Resonance Score
| Dimension | Score |
|---|---|
| Awareness | 9/10 |
| Courage | 1/10 |
| Persistence | 2/10 |
| Total | 12/30 |
Counter-A: Determinism
Why this book matters
Sapolsky is one of the most cited neuroendocrinologists alive, a MacArthur Fellow, and a Stanford professor whose previous book, Behave (2017), is regarded as the most comprehensive synthesis of the biology of human behavior published in the last 20 years. Determined is the book where he completes the argument Behave set up: that human behavior is fully determined by genes, hormones, environment, and history, and that there is no remaining space in which "free will" can meaningfully operate. It became an instant New York Times bestseller in 2023, was reviewed prominently in the Wall Street Journal, Science, and The Guardian, and has reignited a debate philosophers thought had stalled. It is the most rigorous contemporary case against the foundational premise of frameworks like AwaCourage.
Where this book pushes back
If Sapolsky is right, AwaCourage's foundational move — perceive clearly, then choose to act — is incoherent. There is no chooser. The "you" that AwaCourage addresses, the agent that is supposed to see the gap and step across it, is on Sapolsky's view a useful fiction. What feels like choice is the inevitable output of prior causes: genetic, hormonal, developmental, environmental, cultural, all the way back. Persistence, in this frame, is not "your" achievement; it is what your biology and circumstances were always going to produce. Calling it your achievement is the error Sapolsky's book exists to correct.
This is the most direct philosophical challenge to AwaCourage in this entire library. AwaCourage's response, weaker than the framework's bolder readings, is that even if the metaphysics of free will is contested, the phenomenology of awareness, courage, and persistence remains operative. Humans act as if they can choose; the practice produces real outcomes; and the practice is what AwaCourage describes. This is a strategic retreat to an "as if" framing, and a careful reader will notice the retreat. Sapolsky's argument is not so much refuted as sidestepped.
There is a deeper question my response does not answer. If the agent who "chooses" is a fiction, then a phenomenology built on that fiction may not retain normative force. Acting as if I can choose, when in fact I cannot, is not the same as acting freely. It is acting under a useful illusion. Whether a useful illusion can sustain a moral practice across a lifetime is a question Sapolsky's argument leaves open and AwaCourage does not resolve. I work as if it can. I cannot prove that the working changes anything that was not already going to happen. A reader who finds this insufficient is reading carefully, and I have no further answer to offer.
The strongest version of its argument
The strongest case for Determined is this: every neuroscientific finding of the last fifty years points in one direction. The unconscious decisional processes Libet measured.
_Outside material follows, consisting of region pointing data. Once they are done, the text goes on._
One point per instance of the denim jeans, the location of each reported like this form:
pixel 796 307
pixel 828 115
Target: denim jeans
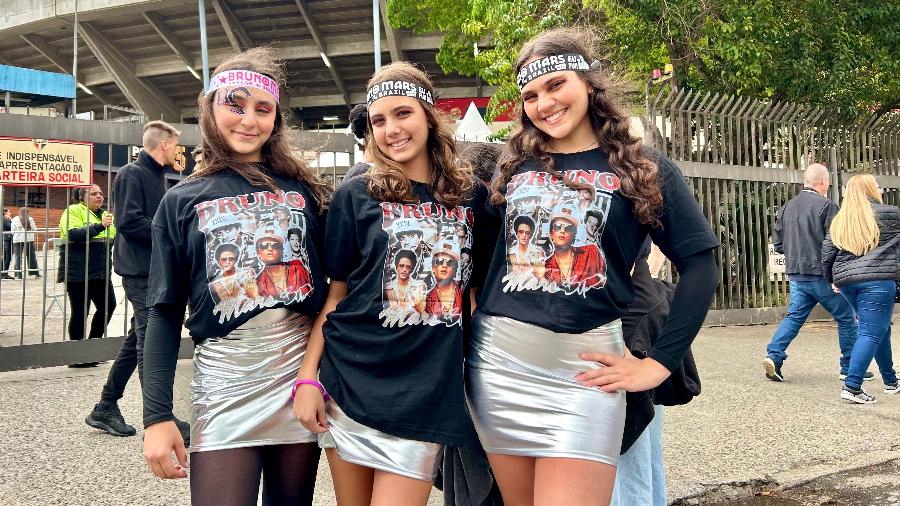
pixel 804 296
pixel 873 302
pixel 640 476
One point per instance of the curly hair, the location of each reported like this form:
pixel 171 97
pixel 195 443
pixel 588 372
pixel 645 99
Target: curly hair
pixel 276 151
pixel 451 178
pixel 638 174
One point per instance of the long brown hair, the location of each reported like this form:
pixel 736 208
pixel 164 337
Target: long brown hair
pixel 277 151
pixel 637 173
pixel 451 178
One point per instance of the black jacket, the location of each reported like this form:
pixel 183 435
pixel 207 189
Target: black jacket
pixel 137 191
pixel 800 229
pixel 843 268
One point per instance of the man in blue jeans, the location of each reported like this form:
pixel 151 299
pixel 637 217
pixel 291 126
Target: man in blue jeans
pixel 799 231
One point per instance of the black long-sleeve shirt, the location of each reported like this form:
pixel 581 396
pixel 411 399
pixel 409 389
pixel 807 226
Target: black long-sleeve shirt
pixel 137 191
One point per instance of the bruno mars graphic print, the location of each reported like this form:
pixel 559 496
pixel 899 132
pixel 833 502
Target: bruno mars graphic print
pixel 255 251
pixel 553 231
pixel 427 265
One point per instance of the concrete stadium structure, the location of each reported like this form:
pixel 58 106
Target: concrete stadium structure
pixel 146 54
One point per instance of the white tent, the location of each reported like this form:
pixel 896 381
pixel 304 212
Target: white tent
pixel 472 127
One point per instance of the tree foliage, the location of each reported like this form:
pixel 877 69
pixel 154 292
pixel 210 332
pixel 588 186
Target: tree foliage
pixel 842 53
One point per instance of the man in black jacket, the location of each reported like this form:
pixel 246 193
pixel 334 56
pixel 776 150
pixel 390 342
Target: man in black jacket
pixel 798 234
pixel 137 191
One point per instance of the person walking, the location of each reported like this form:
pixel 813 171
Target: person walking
pixel 859 260
pixel 800 228
pixel 137 191
pixel 23 228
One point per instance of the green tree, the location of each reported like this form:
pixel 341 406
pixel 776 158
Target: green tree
pixel 499 27
pixel 843 53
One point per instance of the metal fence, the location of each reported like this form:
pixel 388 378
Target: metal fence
pixel 744 159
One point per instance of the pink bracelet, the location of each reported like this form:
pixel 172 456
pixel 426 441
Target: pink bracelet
pixel 314 383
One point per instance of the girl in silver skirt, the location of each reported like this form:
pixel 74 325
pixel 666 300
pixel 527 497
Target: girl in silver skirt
pixel 390 333
pixel 253 288
pixel 576 196
pixel 520 376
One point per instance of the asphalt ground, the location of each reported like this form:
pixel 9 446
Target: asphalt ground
pixel 743 434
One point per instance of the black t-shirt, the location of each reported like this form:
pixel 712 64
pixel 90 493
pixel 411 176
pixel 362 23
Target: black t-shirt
pixel 564 257
pixel 393 355
pixel 231 250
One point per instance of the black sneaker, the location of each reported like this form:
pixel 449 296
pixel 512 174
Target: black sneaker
pixel 868 376
pixel 109 419
pixel 857 395
pixel 185 429
pixel 773 370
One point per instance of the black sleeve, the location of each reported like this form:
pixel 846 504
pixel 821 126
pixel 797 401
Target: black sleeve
pixel 128 206
pixel 684 231
pixel 161 343
pixel 83 234
pixel 340 230
pixel 829 253
pixel 486 234
pixel 697 280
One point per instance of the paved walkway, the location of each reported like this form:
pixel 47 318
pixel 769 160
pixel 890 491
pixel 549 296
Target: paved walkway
pixel 743 429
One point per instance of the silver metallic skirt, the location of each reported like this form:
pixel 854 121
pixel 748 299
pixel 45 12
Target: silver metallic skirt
pixel 522 393
pixel 242 384
pixel 365 446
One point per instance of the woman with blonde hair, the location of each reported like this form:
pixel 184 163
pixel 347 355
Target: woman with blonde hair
pixel 859 259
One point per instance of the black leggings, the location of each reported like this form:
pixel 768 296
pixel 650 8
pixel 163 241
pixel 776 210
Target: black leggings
pixel 231 477
pixel 98 291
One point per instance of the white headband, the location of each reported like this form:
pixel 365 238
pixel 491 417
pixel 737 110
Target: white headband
pixel 398 89
pixel 553 63
pixel 247 78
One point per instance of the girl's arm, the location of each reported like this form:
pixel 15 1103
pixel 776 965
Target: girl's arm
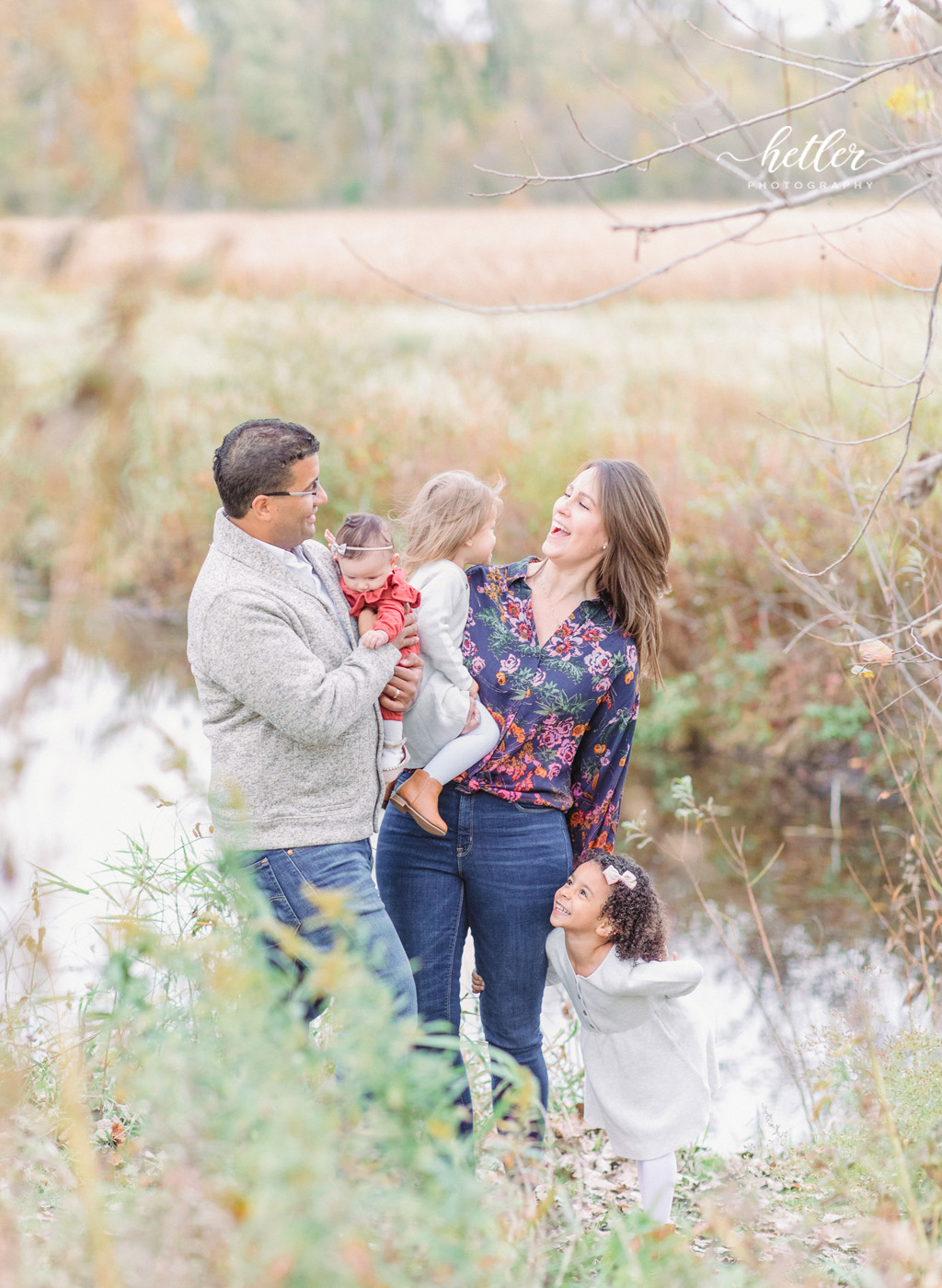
pixel 653 979
pixel 443 601
pixel 601 764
The hormone variations that predict aggression and impulse control. The childhood adversity correlations that predict adult behavior with disturbing accuracy. The genetic loadings that explain large fractions of variance in personality. Sapolsky's argument is not philosophical hand-waving; it is the cumulative weight of an empirical literature that nobody has successfully challenged. Compatibilists — philosophers who argue that determinism and free will can coexist — answer Sapolsky by redefining "free will" so narrowly that, as Sapolsky shows, the redefinitions describe a phenomenon almost no ordinary person means by the term.
If a reader accepts the empirical findings Sapolsky catalogs, the burden of proof shifts. It is no longer "prove free will doesn't exist" but "show the mechanism by which it operates within a fully causal physical system." The philosophical literature has not met that burden. AwaCourage does not attempt to meet it.
Read alongside
If this book speaks to you, read these next:
- Fooled by Randomness (Taleb) — agrees, sort of. Both Sapolsky and Taleb argue that what looks like agency is mostly other forces (genes/environment for Sapolsky, randomness for Taleb). They reach similar conclusions through different mechanisms.
- Bhagavad Gita — challenges. The Gita's instructions to Arjuna assume a chooser. Reading these two side by side is the cleanest test of where you actually stand on the question.
- Meditations (Marcus Aurelius) — challenges. Marcus's entire spiritual practice rests on the assumption that one can choose one's relationship to events. Sapolsky says one cannot. Two thousand years of Stoic practice on one side; modern neuroscience on the other.
Notes
Determined is the strongest individual challenge to the AwaCourage premise in this library. It is included as a counter-example not because it is wrong but because the framework cannot be defended without engaging with this book seriously.